All-time Best-selling Author STEPHEN KING Returns with a Novel of Carny Life – and Death…
Yeah, that’s actually the tagline on the back cover of the book. I love it. The Hard Case Crime imprint over at Titan is the best. I love all the noir, dime-novel covers they make for all the books. I’m not usually into mysteries and what not but there’s no way you can deny just how cool it is to have a publisher throwing back to the old style and supporting the old-school printed word format. (Joyland will not be available as ebook.)

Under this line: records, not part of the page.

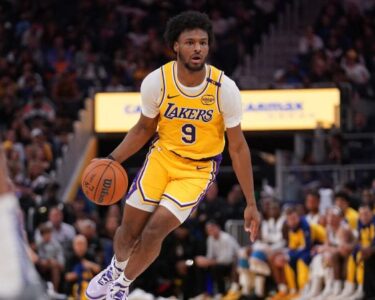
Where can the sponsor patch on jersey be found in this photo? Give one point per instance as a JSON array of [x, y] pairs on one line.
[[208, 99]]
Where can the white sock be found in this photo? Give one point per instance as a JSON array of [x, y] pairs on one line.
[[123, 280], [118, 267]]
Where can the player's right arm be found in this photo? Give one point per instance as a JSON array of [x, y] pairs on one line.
[[148, 121], [136, 138]]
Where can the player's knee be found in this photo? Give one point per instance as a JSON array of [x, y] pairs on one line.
[[152, 234], [127, 236]]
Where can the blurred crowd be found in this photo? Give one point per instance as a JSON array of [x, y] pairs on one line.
[[338, 48], [320, 246], [54, 54]]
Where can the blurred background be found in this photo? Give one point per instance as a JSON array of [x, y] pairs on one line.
[[56, 56]]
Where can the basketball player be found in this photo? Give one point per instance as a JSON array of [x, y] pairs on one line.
[[191, 103], [18, 278]]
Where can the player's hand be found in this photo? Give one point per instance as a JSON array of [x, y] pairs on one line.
[[252, 221]]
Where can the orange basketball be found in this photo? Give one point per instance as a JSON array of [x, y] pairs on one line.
[[104, 181]]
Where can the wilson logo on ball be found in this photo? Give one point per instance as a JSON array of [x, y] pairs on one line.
[[105, 190]]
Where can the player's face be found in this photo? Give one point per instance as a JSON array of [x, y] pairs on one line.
[[192, 49]]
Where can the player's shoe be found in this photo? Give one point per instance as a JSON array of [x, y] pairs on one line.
[[99, 285], [117, 291]]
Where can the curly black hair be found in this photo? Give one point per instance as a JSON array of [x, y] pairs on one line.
[[187, 20]]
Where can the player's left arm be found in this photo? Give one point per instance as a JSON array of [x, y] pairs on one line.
[[241, 160], [231, 108]]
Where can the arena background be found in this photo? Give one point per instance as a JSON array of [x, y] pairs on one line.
[[56, 57]]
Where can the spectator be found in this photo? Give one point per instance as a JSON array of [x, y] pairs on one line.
[[221, 255], [39, 106], [310, 42], [355, 71], [301, 237], [342, 200], [364, 251], [329, 264], [312, 203]]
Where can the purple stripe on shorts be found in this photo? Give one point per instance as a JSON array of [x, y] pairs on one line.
[[137, 180], [215, 170], [178, 203]]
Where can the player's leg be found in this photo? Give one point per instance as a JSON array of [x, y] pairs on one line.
[[133, 222], [142, 199], [146, 250], [180, 196]]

Joyland is not like much of Stephen King’s other works. It is a lot more like some of his more well-known ‘off-genre’ novels and stories such as the Green Mile, Shawshank Redemption, and The Body (the short story that provided the inspiration for Stand By Me). Now, obviously there is something a little bit supernatural going on because even Stephen King’s non-horror, non-fantasy stories always have a little edge to them. SyFy extrapolated enough from his other Hard Case Crime novel – The Colorado Kid – to make an entire series out of it. One that’s going into it’s fourth season, I might add. And the fact that Joyland is not like his usual work is part of what makes it special.

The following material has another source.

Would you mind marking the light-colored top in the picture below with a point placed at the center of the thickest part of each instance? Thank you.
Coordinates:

Even though there is a ghost story woven into the tale, it’s much less about that and much more about life in general. Joyland is a coming-of-age story for the wayward 20-something year olds of America. Though it’s set in 1973, narrator Devin Jones – Jonesy to the carny crowd – speaks with a voice that’s absolutely genuine and he talks about the sort of things that twenty-one year olds deal with no matter what the year. He speaks as an adult but not in a condescending way like he’s trying to make some point. It’s more like he’s just got some great story to tell and as he’s nearing retirement this is the time to tell it.
And he does have one heck of a story.
During one wayward summer with little else to do and looking for some easy cash (and away to forget a certain girl) Devin finds himself working at a small-scale amusement park in North Carolina called Joyland. There he meets two of his closest friends – friends that he would have for the rest of his life – Tom Kennedy who is also working as a seasonal jack of all trades and Erin Cook who is working as a green dress-clad, photo snapping ‘Hollywood Girl’. That summer Devin would discover a lot about the person he was and about the secrets the park holds. Namely one secret – the mysterious and brutal murder of a young woman in the haunted house some eight years prior. Most of the book is not about that murder, though. That all seems to play out in the background. Joyland is much more about the job and the people Devin works with and the way Devin himself grew in that summer – and subsequent fall – working at Joyland. Among the characters that filled his world were Joyland’s resident full-time carnies Pops Allen, Fred Dean, Lane Hardy, among others; the carny-from-carny owner – Mr. Eastbrooke; the mysterious (in her own mind mostly) Madame Fortuna; and the rest of the Joyland seasonal staff. It also included Annie and Mike Ross – an older woman and her son who suffered from a fatal brand of muscular dystrophy.
Devin tells his story disjointedly and he jumps around a bit in time. He’ll reveal the ultimate fate of a number of characters early on in the book and then continue on telling the story as anyone who was telling a story would. I mean, think of how often you’re telling a story and someone interjects with “What happened to him anyway?” half way through. You’ll usually just tell them and then keep on going. The book is very conversational.
True to it’s Hard Case Crime imprint, the secrets and mystery and unsolved murder pop up form time to time and which I think in a round about way in Devin’s mind that’s the story he’s been telling all along. And unlike in the Colorado Kid readers will be happy to know that they do get closure at the end of this book. They might shed some tears, though. Just don’t expect all your answers at once and don’t begrudge Devin the fact that he jumps around from time to time in his own story. He’s only human and its worth it to stick it out.
Stephen King fans should definitely pick this one up – especially if you like his less horror-centric work. And for any reader whose got a thing for mysteries and coming-of-age stories it’s well worth checking out. Plus, you get the added benefit of supporting your local bookstore of choice because the book really is only available in print. May I recommend you bypass Amazon and Barnes and Noble and head straight for a local place? If you’re here in the Phoenix area – why not try out Bookmans?